Avec Burt Lancaster, Walter Matthau, Dianne Foster, Diana Lynn, John McIntire, Una Merkel, John Carradine, Donald MacDonald
Scénario : A.B. Guthrie d'après un roman de Felix Holt
Musique : Bernard Herrmann
Photographie : Ernest Laszlo (Technicolor 2.55)

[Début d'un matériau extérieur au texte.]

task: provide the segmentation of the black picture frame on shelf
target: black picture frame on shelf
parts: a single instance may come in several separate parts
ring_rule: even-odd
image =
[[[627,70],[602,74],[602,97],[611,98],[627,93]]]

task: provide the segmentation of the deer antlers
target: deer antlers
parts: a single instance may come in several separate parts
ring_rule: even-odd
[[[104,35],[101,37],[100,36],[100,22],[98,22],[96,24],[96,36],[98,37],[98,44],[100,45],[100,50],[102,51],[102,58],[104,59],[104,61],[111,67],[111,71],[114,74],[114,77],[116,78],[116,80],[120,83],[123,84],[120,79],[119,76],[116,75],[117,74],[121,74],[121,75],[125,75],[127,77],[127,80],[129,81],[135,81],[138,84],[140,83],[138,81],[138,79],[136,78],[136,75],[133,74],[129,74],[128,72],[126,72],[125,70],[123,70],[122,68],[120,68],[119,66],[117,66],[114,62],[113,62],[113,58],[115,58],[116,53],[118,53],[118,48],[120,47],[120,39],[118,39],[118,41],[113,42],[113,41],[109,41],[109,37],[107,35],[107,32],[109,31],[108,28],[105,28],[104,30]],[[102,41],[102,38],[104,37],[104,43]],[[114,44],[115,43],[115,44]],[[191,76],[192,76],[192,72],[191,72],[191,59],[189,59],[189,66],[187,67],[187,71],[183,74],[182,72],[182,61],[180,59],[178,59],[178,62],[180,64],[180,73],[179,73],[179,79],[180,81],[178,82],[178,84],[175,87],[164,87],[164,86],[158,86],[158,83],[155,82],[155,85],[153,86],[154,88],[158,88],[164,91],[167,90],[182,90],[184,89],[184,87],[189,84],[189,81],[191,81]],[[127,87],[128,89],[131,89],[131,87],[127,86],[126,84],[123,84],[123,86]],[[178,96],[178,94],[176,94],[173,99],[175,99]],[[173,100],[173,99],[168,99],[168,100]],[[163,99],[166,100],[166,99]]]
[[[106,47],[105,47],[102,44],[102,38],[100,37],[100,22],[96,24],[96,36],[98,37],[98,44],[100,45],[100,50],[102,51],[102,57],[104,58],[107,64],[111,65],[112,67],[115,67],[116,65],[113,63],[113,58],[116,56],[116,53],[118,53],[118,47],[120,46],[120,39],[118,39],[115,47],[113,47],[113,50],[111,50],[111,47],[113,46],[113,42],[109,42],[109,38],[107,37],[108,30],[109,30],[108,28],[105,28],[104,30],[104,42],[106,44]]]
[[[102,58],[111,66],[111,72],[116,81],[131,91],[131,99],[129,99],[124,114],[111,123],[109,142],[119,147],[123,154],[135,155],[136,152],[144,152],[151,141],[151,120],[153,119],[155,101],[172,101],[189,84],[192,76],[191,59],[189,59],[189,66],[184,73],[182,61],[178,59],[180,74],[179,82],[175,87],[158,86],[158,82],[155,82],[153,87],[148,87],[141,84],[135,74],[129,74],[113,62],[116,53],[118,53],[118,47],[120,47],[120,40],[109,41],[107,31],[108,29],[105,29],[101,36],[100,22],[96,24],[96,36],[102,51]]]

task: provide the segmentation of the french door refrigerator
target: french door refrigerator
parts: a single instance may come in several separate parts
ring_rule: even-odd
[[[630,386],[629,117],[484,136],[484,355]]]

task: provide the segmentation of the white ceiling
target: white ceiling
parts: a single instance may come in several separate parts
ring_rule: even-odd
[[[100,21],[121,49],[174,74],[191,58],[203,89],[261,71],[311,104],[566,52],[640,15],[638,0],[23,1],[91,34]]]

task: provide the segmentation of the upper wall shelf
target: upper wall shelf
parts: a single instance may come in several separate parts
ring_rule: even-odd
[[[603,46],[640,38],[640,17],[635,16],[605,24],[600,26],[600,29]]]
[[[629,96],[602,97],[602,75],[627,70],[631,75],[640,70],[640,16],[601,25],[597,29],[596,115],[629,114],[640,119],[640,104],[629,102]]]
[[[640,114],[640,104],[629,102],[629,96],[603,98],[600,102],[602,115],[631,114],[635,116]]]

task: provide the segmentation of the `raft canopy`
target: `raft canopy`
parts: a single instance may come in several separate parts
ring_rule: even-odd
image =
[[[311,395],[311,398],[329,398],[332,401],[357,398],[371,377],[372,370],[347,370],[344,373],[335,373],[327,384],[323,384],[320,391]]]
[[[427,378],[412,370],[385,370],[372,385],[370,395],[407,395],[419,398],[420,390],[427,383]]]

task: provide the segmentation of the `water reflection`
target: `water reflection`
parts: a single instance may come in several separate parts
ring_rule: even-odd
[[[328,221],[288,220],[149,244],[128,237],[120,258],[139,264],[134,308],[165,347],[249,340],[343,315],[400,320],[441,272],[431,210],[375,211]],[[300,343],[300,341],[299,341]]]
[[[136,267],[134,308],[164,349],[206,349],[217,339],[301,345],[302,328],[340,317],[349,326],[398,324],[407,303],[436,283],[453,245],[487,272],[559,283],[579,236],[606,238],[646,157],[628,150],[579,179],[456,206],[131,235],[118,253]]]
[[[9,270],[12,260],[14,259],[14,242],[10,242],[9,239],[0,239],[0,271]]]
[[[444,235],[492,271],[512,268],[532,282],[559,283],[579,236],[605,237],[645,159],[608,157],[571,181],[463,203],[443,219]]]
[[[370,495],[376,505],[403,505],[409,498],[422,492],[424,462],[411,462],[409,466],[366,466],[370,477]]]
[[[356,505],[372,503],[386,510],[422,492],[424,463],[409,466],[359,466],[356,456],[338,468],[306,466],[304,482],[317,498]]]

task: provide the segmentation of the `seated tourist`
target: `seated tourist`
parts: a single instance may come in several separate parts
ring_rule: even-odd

Un film produit par Harold Hecht pour la United Artists


Sortie USA : 22 juillet 1955


L’Homme du Kentucky est la première incursion de l'acteur Burt Lancaster dans la mise en scène ; expérience qui ne l’aura guère convaincu d’autant qu’on lui aura mis pas mal de bâtons dans les roues, les producteurs de l’époque n’appréciant guère les acteurs s’imposant réalisateurs ou producteurs. Il ne la renouvellera d’ailleurs qu’une seule fois, 20 ans plus tard, en collaboration avec Roland Kibee pour The Midnight Man (Le Flic se Rebiffe). Comme sujet pour ce western d’aventure familial qui lorgne un peu du côté d’un film au succès retentissant qui l’avait précédé de quelques semaines en salles, à savoir Davy Crockett (même époque, paysages ressemblants, même ton bon enfant, même candeur, même costumes…), il choisit l'histoire d'un homme et de son fils en partance pour le Texas à la recherche de grands espaces et de liberté. Mais pour cela, il faut de l'argent et ils vont devoir s'arrêter en gagner un peu dans un petit village pittoresque du Kentucky où vit un membre de leur famille. La tentation de se sédentariser va être très forte pour l’adulte, ce qui ne sera pas du goût du jeune garçon qui veut absolument partir à la découverte de ces contrées immenses et inconnues. Liberté et sédentarisation peuvent-elles s’accommoder ? Que doit-on préférer entre l’éducation traditionnelle et l’éducation ‘sur le terrain’ ? Ce sont les questions auxquelles s’efforceront naïvement de répondre Burt Lancaster et son scénariste A.B. Guthrie, ce dernier n’étant autre que l’auteur du roman dont a été tiré The Big Sky (La Captive aux Yeux Clairs) d’Howard Hawks et le scénariste de Shane (L’Homme des Vallées Perdues) de George Stevens.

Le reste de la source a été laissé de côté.